Neale — whose playful, chunky pieces have landed on the pages of Vogue, Harper’s Bazaar and T: The New York Times Style Magazine — describes this dynamic as “grassroots trust,” one she’s built by regularly posting her sapphire-bedecked mushroom pendants, 18-karat gold knot rings and custom cuffs and necklaces since launching her namesake brand five years ago.
“Stories have been a huge tool for me,” she says. “People watch Stories almost like they watch TV,” she says. The engagement, she adds, is fascinating: “When you see how many times [a post] has been shared, that’s crazy.”
Though Instagram has proven to be an important arm of their business, Jemma Wynne founders Jenny Klatt and Stephanie Wynne Lalin were initially reluctant to join. Having launched the brand in 2007 — three years before the social media platform was available to the masses — they worried that the pillars of the label (luxury, sophistication, exceptional craftsmanship) would get lost in a sea of blurry brunch photos and Valencia-filtered sunsets.
“We weren’t so excited about it at first,” says Lalin. “We were a little scared about showing too much or not showing it in the right way or feeling too casual.”
After giving an employee the go-ahead to share pieces on her own account and seeing the positive engagement, the two created a dedicated brand profile and slowly leaned into posting. Today, Jemma Wynne’s social media content ranges from videos of Klatt and Lalin sourcing stones to editorial lifestyle images that they hire models for and conceive alongside a creative director and fashion photographer.
In retrospect, Lalin believes that because the brand was established pre-Instagram, it arrived on the app with ample credibility.
“We’ve been in business for 15 years, and we’ve worked really hard over those 15 years to establish ourselves with our clients,” she says. “We did that at first by selling in stores. We were very laser-focused on a specific set of stores that we wanted to work with, and I think that validated us. Once social media happened, people were comfortable enough with our brand to purchase things sight unseen.”
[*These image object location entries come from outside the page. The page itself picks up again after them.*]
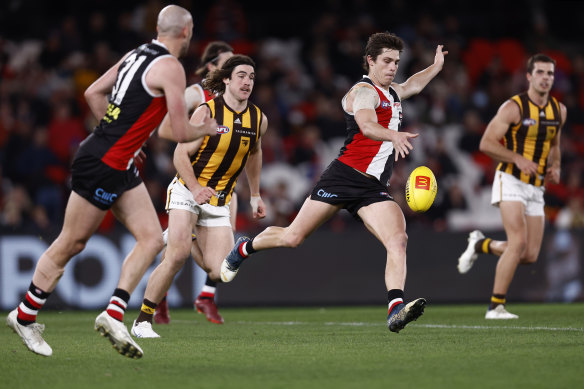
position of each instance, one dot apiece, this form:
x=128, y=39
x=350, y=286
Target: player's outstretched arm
x=417, y=82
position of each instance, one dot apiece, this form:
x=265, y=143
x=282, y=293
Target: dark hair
x=211, y=55
x=538, y=58
x=214, y=80
x=379, y=41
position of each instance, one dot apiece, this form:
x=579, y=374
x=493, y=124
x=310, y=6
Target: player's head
x=175, y=22
x=214, y=55
x=541, y=73
x=378, y=43
x=236, y=70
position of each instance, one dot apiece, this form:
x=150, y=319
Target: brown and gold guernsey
x=532, y=136
x=221, y=158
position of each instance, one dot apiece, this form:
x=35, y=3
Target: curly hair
x=211, y=55
x=214, y=80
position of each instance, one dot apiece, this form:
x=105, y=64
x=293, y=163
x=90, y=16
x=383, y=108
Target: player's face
x=223, y=57
x=184, y=49
x=384, y=68
x=541, y=79
x=241, y=82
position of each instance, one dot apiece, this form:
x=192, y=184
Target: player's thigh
x=514, y=220
x=233, y=210
x=135, y=210
x=385, y=220
x=312, y=215
x=81, y=218
x=215, y=243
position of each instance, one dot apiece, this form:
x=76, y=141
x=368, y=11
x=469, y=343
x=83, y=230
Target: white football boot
x=118, y=335
x=31, y=334
x=469, y=256
x=143, y=329
x=499, y=313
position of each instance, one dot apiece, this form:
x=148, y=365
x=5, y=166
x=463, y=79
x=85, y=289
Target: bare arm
x=96, y=93
x=182, y=162
x=507, y=115
x=555, y=157
x=253, y=169
x=417, y=82
x=168, y=76
x=363, y=100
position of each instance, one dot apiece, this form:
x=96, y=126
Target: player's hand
x=140, y=158
x=203, y=194
x=552, y=175
x=439, y=57
x=401, y=143
x=209, y=126
x=258, y=207
x=525, y=165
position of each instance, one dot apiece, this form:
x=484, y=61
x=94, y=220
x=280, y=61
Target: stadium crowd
x=304, y=68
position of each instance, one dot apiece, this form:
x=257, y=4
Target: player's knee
x=519, y=246
x=153, y=244
x=292, y=240
x=398, y=241
x=530, y=257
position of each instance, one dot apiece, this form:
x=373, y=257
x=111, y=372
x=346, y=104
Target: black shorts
x=342, y=185
x=98, y=183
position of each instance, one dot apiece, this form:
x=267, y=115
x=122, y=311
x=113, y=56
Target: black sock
x=249, y=248
x=394, y=298
x=31, y=304
x=483, y=246
x=118, y=304
x=497, y=299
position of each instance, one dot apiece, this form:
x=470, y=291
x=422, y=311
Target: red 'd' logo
x=422, y=182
Exposure via the platform, however, doesn’t come without its gripes: New accounts popping up daily and frequent algorithm changes have made it increasingly difficult for brands to foster a sense of community among followers and land on the radar of potential new clients. Sharing original designs that are ultimately copied is another inevitable frustration.
“While I could talk for hours about the copying that goes on and the picture-stealing and the accounts that claim to be us, it isn’t good for our business to focus on that,” Lalin says. “Once we let it get to us, it ruins the whole creative process.”
Running a business — which includes maintaining an Instagram presence — already leaves limited time for the creative process.
“It’s a tricky thing because you give it away to somebody to do, and I think the voice would change,” says Neale, who still creates 100 percent of her brand’s Instagram content. “I’m struggling with that a little bit. It’s so time-consuming, but it’s also so important, so I don’t want to give it up yet.”
Gottlieb, Wegman, Klatt and Lanlin all have hired staffers to oversee social media, but continue to be heavily involved.
“Sometimes I’m up answering DMs at midnight, or at 6 a.m. on a Sunday,” Gottlieb says. “But I want that sale, and it’s so important to me to be the first line of communication and not to lose the opportunity. One day, I’ll get out of the DMs. But for now, it works.”